Model-based and statistical analysis
Two approaches were used to characterise the relationship between dose and trough FEV1. The first approach (i.e., the primary analysis) was a model-based analysis whereby an Emax model was selected from a suite of dose response shape models to describe the observed trough FEV1 data as a function of dose. Two key parameters were estimated from this model - Emax which is an estimate of the maximum response predicted by the model given the observed trough FEV1 and ED50 which represents the dose that achieves 50% of Emax. The modelling approach investigated the impact of the inter-patient variability in trough FEV1 by examining the influence of patient demographic and physiologic factors (Additional file 1), and the effect of QD and BID regimen on the model parameters. Established model diagnostics were derived [17, 18] to demonstrate the suitability of the chosen dose–response model. Using the population Emax model, the predictive distribution of trough FEV1 across treatments was derived by simulating 1000 sets of individual model parameters using the covariance matrix (model uncertainty and random effects) of parameter estimates from the model. Key outputs included median trough FEV1 (95th percentiles) for QD and BID regimens, the probability of achieving a certain target trough FEV1 with each dose (adjusted for baseline and placebo), and median estimates of trough FEV1 (adjusted for baseline and placebo) across the dose range and by dose regimen. Both mean baseline FEV1 and period were included as covariates.
A Day 8 dataset and a pooled dataset for Days 7 and 8 (post-hoc analysis) were analysed and reported for the primary efficacy analysis. The rationale for pooling Day 7 and Day 8 was to ensure informative interpretation of FEV1 response as function of dose, given the repeated measures for trough FEV1 response within each patient on different days.

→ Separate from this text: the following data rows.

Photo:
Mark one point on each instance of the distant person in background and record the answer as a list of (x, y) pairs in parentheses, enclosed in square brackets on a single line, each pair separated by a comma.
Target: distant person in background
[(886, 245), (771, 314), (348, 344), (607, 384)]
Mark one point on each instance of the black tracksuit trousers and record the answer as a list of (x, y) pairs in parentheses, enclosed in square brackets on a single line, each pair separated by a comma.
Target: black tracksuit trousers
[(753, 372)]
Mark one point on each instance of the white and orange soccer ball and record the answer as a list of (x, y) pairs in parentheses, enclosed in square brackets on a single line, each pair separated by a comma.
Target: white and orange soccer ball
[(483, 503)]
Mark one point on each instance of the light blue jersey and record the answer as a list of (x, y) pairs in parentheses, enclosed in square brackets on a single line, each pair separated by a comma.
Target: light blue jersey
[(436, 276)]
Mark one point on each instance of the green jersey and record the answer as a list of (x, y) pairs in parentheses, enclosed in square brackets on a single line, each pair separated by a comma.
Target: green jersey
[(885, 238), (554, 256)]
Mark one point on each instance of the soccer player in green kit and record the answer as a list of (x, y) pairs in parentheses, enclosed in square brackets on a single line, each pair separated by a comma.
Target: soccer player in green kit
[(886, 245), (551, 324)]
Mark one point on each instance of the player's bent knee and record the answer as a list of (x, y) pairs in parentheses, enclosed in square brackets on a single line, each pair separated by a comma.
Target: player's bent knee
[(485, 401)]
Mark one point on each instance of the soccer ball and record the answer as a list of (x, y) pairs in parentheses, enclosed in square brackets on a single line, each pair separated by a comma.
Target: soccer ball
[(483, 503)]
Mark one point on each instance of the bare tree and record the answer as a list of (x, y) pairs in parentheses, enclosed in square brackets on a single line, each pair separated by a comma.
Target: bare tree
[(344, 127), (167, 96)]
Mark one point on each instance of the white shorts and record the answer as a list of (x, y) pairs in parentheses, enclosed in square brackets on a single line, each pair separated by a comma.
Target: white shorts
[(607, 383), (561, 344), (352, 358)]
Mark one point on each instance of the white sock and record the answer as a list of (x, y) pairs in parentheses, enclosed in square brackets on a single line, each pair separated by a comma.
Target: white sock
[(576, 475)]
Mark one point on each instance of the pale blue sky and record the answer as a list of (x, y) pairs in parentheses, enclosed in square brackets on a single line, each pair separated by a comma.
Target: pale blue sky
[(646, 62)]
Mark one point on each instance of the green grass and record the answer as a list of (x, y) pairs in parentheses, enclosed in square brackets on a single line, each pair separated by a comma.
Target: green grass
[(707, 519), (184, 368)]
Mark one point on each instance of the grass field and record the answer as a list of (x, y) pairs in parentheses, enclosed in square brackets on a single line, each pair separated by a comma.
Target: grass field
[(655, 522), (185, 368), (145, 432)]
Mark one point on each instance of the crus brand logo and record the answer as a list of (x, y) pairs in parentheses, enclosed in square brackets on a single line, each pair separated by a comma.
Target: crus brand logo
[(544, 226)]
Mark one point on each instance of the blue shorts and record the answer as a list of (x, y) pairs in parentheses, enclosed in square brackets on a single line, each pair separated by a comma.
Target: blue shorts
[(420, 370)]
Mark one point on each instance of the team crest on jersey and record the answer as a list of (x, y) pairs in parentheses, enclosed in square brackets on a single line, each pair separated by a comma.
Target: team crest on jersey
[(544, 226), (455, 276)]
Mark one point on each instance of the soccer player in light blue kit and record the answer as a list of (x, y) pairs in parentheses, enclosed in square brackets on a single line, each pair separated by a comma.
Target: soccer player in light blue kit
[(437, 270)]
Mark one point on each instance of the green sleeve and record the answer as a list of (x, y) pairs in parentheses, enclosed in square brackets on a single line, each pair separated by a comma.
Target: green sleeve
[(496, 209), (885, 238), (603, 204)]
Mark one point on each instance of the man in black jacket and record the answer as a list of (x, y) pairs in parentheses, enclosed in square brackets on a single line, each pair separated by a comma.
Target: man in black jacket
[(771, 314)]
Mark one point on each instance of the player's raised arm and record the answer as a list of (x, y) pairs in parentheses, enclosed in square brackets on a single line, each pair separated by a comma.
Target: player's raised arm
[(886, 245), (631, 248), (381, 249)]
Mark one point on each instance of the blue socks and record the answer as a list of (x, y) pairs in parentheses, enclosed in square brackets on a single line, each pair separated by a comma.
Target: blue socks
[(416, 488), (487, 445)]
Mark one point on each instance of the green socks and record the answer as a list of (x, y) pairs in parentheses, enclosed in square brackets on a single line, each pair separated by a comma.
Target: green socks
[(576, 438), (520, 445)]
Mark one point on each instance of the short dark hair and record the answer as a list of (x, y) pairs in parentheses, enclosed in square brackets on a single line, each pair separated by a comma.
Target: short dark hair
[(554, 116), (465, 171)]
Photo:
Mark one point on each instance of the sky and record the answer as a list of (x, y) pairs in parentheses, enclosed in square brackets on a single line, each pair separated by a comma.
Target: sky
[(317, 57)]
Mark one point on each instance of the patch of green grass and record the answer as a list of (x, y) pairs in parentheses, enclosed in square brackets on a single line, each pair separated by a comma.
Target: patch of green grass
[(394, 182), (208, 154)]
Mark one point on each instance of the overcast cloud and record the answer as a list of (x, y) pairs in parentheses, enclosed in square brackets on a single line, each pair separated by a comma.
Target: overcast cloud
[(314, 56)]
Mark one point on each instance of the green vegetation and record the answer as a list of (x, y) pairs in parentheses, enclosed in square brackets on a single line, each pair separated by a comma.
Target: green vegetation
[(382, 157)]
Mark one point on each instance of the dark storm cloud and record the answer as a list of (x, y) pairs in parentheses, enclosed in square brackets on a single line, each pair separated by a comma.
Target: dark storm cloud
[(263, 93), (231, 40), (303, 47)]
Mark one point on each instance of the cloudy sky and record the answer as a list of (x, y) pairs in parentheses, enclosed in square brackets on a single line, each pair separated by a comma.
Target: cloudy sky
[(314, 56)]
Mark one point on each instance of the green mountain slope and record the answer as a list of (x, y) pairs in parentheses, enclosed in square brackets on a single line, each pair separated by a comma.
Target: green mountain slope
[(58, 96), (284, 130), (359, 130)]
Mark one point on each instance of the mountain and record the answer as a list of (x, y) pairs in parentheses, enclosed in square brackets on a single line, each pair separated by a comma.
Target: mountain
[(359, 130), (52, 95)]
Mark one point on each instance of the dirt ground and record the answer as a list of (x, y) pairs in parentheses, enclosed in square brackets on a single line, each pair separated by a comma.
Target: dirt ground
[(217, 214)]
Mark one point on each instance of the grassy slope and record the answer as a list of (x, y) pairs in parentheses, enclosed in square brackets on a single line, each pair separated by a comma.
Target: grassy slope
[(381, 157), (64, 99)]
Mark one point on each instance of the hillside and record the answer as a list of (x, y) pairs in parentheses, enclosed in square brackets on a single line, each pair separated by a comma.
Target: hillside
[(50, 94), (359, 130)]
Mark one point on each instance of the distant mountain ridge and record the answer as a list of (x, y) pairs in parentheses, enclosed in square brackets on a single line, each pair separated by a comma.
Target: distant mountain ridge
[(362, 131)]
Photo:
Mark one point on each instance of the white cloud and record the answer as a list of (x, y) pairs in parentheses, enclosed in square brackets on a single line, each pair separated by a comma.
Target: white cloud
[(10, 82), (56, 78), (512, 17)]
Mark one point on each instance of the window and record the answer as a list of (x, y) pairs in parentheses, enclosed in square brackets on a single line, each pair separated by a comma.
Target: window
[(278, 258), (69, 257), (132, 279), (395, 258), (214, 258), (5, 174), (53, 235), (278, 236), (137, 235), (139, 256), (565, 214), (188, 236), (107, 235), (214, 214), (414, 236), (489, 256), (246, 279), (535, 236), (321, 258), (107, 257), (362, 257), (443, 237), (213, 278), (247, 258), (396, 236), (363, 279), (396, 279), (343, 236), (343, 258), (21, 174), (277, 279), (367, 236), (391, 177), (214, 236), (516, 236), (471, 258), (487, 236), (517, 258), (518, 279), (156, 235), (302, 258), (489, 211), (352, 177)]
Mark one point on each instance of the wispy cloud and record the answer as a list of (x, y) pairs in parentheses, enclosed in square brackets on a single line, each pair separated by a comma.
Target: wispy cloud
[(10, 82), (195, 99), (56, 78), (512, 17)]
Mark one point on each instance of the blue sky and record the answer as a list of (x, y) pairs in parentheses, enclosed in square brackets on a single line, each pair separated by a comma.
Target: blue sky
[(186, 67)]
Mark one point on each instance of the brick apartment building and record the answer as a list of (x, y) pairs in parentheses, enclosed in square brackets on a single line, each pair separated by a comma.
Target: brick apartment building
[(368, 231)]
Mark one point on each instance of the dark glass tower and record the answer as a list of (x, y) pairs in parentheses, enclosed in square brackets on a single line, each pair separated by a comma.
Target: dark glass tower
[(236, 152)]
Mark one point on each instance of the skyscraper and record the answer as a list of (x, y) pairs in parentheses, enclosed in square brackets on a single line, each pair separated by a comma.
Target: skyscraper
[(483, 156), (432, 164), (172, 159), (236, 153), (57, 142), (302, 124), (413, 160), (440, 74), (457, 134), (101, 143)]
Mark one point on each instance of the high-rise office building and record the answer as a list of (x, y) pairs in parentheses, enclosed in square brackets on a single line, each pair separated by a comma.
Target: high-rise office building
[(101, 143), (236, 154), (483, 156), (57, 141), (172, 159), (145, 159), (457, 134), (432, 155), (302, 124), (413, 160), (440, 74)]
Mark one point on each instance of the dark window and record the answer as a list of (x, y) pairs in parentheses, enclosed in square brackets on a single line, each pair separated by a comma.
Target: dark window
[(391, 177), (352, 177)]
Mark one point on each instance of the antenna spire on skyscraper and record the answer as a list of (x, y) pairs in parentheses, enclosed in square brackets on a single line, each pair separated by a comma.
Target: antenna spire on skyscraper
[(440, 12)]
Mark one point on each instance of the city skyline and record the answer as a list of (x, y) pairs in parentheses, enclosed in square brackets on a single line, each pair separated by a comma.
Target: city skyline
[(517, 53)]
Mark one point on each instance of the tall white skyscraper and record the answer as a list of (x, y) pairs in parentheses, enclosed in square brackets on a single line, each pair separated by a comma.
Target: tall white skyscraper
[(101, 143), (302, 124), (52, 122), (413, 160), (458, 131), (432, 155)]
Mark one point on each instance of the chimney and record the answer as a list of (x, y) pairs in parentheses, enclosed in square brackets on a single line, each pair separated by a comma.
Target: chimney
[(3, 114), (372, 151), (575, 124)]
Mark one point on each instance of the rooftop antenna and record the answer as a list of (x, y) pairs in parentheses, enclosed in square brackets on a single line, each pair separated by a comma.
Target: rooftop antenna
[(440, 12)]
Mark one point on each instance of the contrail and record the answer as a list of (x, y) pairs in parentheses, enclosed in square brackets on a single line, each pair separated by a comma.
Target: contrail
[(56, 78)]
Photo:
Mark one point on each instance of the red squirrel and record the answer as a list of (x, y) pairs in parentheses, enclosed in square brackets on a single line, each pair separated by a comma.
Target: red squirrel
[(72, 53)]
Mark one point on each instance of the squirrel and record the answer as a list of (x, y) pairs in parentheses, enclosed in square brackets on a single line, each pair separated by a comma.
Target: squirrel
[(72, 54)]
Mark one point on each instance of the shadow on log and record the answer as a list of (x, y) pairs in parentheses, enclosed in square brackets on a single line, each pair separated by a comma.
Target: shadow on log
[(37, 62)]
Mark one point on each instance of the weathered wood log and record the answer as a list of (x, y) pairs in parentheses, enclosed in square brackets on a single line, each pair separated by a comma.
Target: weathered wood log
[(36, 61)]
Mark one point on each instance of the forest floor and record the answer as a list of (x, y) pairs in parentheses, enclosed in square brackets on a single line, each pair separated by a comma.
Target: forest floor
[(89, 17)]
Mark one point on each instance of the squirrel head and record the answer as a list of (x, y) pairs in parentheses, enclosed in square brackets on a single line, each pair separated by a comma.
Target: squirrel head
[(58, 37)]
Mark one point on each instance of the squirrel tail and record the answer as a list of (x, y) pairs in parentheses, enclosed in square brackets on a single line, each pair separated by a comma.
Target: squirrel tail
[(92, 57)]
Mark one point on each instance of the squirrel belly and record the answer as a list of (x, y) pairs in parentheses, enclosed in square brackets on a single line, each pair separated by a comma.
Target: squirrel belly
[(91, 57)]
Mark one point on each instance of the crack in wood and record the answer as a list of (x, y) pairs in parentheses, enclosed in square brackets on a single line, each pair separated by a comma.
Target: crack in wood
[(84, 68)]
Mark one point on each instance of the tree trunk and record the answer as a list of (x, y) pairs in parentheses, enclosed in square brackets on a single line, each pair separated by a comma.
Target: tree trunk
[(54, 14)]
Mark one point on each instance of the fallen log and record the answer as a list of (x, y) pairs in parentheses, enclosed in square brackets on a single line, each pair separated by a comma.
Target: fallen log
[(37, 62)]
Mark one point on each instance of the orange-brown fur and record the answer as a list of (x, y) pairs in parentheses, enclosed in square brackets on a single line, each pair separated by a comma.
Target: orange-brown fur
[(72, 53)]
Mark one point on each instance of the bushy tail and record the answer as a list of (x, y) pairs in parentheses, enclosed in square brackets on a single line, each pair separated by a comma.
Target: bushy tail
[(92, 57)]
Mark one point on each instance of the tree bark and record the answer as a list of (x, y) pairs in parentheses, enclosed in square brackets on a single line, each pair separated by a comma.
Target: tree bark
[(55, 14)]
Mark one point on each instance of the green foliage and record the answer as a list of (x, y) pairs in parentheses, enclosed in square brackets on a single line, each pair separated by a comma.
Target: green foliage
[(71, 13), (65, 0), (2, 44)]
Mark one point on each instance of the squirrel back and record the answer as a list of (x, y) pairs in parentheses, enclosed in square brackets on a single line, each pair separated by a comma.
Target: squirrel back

The second approach (also referred to as the secondary analysis) involved comparison of trough FEV1 at each dose versus placebo using Analysis of Covariance (ANCOVA). The change from baseline FEV1 (defined as the mean of the two pre-morning dose assessments at Day 1) to trough FEV1 at Day 8 was analysed using a mixed model which included period baseline FEV1, mean baseline FEV1, treatment and period as fixed effects, and patient as a random effect. A similar methodology was used to analyse weighted mean FEV1 and trough and weighted mean FVC endpoints. Serial FEV1 was analysed using a similar mixed model. Sensitivity analyses were conducted to assess the effect of any interaction of treatment with mean baseline, period baseline or period by repeating the analysis of trough FEV1 on Day 8 and adding a variable to indicate the previous treatment received, removing baselines from the model or both.
Due to issues with Good Clinical Practice at one investigator site, a decision was made after unblinding to re-evaluate the dose–response model and ANCOVA analysis of trough FEV1 on Day 8, excluding all patients enrolled at that site.
A Bayesian analysis of the primary endpoint (using the same covariates as the original mixed- model analysis) provided the posterior probability distribution of the treatment difference of each treatment against placebo, i.e. the distribution of the true treatment difference given the data observed in the study.